CA: What motivated me to create such a cookbook was the pleasure of sharing my passion with likeminded, passionate people like myself, who live for pastry and its possibilities. I have no problem revealing my recipes. Quite the contrary, if it can help people reveal a new facet of their personality while discovering a new passion, then I do so quite willingly.
BJ: Can you talk a bit about your creative process – from concept to editing, and finally, your published cookbook?
CA:Everything is done in harmony with my creative team. In my books, I try to put forward a plan to highlight both new and existing creations, some that I’ve kept in the recesses of my mind for a long time, or some that come to me “just like that,” by imagining other recipes. Then, the photographer’s creative eye helps magnify my creations, very much like a stage play, where one works the sets and the staging of each product. The publishing house then takes care of the entire model by following my blueprint for the creation, printing, and distribution of the final publication in bookstores.
BJ: Why did you choose to set up a franchise in Vancouver, and not the predominantly Francophone market of Québec?
CA: To be fair, I don’t know if we really have to answer that question, because in fact we went ahead and chose Vancouver because of an established Asian partner already living in Vancouver who came directly to us. Basically, we hadn’t necessarily wanted to settle in Canada; we were targeting the US, but given the difficulties of setting up shop there, we gave up.
At the same time, we were contacted by a Canadian partner who wanted to develop a L’Eclair de Génie franchise, so we thought, why not! It’s a way for us to make ourselves known on the North American continent.
BJ: You’ve had a passion for pastry since you were a teenager. How do you stay inspired when the going gets rough?
CA: You need to have a fighter’s spirit, because there is always something to learn from each failure. You have to know how to surround yourself with a team you can depend on; The work I do as the company manager I have become today, is also constrained by our country’s economic situation, which has its ups and downs. This reflects in our shops’ sales. Any external event can disrupt the turnover, like bad weather or some terrorist attack, for example. You therefore have to constantly adapt to change and be creative in the face of unforeseen events.

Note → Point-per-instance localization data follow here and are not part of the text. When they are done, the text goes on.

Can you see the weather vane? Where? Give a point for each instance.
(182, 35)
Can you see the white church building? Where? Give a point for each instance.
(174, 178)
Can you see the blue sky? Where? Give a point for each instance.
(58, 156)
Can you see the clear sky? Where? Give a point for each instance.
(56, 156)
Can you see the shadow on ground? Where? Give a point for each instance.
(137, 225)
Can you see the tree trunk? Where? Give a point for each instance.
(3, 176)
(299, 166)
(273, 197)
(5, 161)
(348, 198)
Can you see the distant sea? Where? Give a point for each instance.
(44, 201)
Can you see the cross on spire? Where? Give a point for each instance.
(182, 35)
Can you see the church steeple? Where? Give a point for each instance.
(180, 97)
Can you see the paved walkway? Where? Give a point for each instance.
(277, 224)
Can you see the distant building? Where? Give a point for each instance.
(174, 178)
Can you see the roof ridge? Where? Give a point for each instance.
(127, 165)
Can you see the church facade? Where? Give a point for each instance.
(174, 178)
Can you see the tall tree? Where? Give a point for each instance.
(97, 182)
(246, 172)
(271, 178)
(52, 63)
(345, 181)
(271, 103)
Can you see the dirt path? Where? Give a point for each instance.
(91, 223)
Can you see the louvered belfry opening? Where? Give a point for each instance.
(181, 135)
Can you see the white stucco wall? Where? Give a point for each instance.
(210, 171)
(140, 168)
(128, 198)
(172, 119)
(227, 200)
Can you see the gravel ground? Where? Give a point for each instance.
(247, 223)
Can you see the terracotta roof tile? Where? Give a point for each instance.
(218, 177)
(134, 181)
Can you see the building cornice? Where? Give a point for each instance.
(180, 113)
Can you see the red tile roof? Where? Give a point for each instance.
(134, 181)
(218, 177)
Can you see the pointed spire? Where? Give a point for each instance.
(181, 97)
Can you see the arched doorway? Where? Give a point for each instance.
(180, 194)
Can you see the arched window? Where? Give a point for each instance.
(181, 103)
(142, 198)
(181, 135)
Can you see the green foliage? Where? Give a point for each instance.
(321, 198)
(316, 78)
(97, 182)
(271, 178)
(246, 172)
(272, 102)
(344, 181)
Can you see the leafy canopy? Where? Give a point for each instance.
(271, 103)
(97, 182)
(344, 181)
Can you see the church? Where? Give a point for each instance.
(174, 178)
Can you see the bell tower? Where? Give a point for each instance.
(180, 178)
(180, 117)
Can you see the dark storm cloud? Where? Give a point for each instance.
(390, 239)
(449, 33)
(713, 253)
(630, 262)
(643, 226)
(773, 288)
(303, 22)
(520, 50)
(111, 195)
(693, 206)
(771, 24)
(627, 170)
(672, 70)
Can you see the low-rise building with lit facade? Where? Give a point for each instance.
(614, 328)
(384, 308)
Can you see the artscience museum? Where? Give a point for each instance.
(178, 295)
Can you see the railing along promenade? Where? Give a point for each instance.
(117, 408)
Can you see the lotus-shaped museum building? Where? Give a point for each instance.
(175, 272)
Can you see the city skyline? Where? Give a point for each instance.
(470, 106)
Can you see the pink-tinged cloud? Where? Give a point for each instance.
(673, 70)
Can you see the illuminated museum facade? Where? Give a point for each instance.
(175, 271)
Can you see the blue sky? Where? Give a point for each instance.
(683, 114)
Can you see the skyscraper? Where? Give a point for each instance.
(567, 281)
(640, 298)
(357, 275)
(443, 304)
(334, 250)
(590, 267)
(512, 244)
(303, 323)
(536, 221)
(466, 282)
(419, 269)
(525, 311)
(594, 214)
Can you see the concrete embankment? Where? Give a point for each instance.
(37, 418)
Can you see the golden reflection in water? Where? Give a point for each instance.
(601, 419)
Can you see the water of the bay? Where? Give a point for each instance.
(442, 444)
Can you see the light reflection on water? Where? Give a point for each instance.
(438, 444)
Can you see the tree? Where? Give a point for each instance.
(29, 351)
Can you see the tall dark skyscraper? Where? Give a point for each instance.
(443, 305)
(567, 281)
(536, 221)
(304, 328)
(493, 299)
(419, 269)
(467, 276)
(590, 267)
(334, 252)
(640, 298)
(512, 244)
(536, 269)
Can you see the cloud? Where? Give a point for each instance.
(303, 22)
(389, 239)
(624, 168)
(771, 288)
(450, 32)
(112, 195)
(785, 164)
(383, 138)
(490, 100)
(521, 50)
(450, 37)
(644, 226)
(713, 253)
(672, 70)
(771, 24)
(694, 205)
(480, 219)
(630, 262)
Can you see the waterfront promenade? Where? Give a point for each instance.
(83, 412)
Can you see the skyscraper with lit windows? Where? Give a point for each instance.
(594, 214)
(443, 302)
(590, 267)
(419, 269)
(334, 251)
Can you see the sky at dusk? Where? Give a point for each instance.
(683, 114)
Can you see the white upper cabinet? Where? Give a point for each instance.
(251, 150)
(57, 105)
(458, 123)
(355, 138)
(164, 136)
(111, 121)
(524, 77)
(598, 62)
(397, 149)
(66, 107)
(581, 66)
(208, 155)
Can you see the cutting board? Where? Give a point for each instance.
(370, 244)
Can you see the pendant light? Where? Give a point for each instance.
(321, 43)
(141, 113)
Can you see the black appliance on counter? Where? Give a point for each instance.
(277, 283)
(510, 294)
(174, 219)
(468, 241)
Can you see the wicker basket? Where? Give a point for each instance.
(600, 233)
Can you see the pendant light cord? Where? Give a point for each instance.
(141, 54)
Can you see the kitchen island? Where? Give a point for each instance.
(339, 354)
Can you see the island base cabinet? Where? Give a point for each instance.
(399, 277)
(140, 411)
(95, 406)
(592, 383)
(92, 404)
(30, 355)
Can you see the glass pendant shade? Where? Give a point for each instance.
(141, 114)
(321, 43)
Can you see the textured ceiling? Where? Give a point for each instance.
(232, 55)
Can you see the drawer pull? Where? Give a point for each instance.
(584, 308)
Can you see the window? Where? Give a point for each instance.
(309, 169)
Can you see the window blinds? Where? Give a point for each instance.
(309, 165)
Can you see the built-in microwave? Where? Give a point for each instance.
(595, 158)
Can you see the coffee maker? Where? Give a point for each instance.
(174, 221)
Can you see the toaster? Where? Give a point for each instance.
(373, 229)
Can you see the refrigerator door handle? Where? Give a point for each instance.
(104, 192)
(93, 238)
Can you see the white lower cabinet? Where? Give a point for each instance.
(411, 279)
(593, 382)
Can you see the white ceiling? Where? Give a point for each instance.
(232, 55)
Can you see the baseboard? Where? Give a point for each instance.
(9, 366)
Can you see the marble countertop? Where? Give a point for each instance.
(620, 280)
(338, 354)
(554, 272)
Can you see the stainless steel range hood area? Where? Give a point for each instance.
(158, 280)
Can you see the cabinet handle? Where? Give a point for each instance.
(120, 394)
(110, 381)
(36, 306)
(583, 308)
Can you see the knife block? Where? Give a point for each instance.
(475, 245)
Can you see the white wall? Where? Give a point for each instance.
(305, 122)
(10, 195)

BJ: Your accomplisments are fascinating: from Head Chef at Palace Beaurivage in Lausanne, to working at Fauchon, just to name a few of your successes: What advice would you give to a pastry chef just starting out in the field?
CA: It’s true that, in recent years, television programs dedicated to pastry have fueled the passion of people, regardless of each chef’s geographical location. Many books are devoted to the subject, as we are witnessing a new generation of Chefs who are constantly reinventing this field, which I think is great.
Creativity is an essential quality for a great pastry chef, and the challenge for these talented newcomers today is to make available in store whatever spectacular creations they’ve managed to invent in award-winning restaurants. There are creative gems to be found in some great bakers, accessible to all and that’s what people like today: the chance to give your eyes and taste buds a taste of what’s available. Now for those who are still at the novice level and who are just coming into the trade, my advice is: never give up. Learn from these failures and carry on, because this job is hard due to its work conditions and brutal schedules. You have to know how to start at the bottom rung of the ladder before becoming a brilliant Pastry Chef.
BJ:If you could go back in time and change any one decision what would it be?
CA:I wouldn’t change a single thing. We mustn’t regret the choices we’ve made along the way; we must own them as the events that have shaped us into who we are, taking the good along with the bad. We have to move forward and enjoy life!